Before long, I saw the light and fell in love with the Phillies, my dad's favorite team. In those days, the Phillies were on KYW-1060 and it was great. The station came in crystal clear and every game was there. Sure, there was the occasional game on TV, but every night, the radio was home to the Phillies. I remember being a 16 year old kid working in a restaurant and huddling around a radio in the kitchen listening to the 1980 World Series. Then, one season, the Phillies weren't on KYW anymore. They had moved to WCAU, just up the dial and still as crystal clear. The same familiar voices were there, so everything seemed right with the world.
As I grew up, my fascination for radio continued and led me to work in the industry for 17 years. At one point, I interviewed for a job as the Phillies radio producer. I didn't get the job, but still remember being shown around WCAU's studios. My career shifted a little to television production and Richie Ashburn was a guest on a TV talk show that the station produced. Meeting him was like meeting the president or royalty. The picture that I asked him to autograph is hung right near my computer, allowing me to look at it as I work. I had shifted back to radio and was working on the air when the news of Richie's passing came over the wire. I'll never forget calling my parents, who were both big Phillies and Richie Ashburn fans and telling them. It was as if a friend of the family – a very close friend – had passed away.

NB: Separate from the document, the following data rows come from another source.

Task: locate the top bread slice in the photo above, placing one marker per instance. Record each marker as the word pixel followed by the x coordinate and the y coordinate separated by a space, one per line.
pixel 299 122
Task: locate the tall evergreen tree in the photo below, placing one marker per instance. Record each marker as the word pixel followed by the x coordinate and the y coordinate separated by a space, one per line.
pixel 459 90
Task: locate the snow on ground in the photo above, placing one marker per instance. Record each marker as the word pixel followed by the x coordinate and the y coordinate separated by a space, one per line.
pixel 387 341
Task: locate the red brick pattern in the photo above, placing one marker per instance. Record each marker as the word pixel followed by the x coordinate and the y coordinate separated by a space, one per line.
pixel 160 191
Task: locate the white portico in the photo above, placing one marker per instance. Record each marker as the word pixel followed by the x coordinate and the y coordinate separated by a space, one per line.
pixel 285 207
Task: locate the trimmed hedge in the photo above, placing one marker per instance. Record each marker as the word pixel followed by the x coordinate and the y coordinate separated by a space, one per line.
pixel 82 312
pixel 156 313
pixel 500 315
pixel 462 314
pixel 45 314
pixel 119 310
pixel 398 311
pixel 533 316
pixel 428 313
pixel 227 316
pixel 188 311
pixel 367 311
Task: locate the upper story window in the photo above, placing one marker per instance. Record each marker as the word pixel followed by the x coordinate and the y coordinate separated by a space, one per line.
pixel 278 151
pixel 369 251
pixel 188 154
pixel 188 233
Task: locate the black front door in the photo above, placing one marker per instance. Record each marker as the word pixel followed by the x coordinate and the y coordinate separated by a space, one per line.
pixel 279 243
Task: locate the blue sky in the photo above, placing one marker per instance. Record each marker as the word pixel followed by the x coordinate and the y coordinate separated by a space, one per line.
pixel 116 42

Eventually, my career led to working for an all-sports radio station in Allentown, about an hour outside of Philly. I still have my very first press credentials and remember my first meeting Harry Kalas. I was a very small fish in a huge media pond and perhaps, Kalas sensed that and made a point of introducing himself. Somehow, I expected him to sound different, but that voice rang out as clearly as ever just standing and talking to him about the team and baseball in general. Eventually, a few springs later, I got up the nerve to ask him to autograph a ball for me during spring training. That day, the Tigers were in Clearwater and Ernie Harwell was there and walked up just as Kalas had finished signing the ball. Kalas took the time to introduce me and Harwell put his name right near Kalas' on what is now a greatly prized possession.
These days, WPEN is home to the Phillies and there's no chance of hearing the station in Allentown. Of course, with nearly every game on TV, it's not quite as important anymore although there are more than a few summer nights when sitting outside with a transistor radio listening to a game just can't be beat. For those nights, the Allentown affiliate will do, but for some reason it just doesn't feel quite the same as the good old days of KYW and WCAU. Times change and radio's relationship to the game has changed as well. Now, kids can't imagine a time when baseball wasn't on TV. Of course, many of them don't realize that you can operate the TV without a remote, either. Baseball, radio and summertime. Is it any wonder the game is truly America's pastime?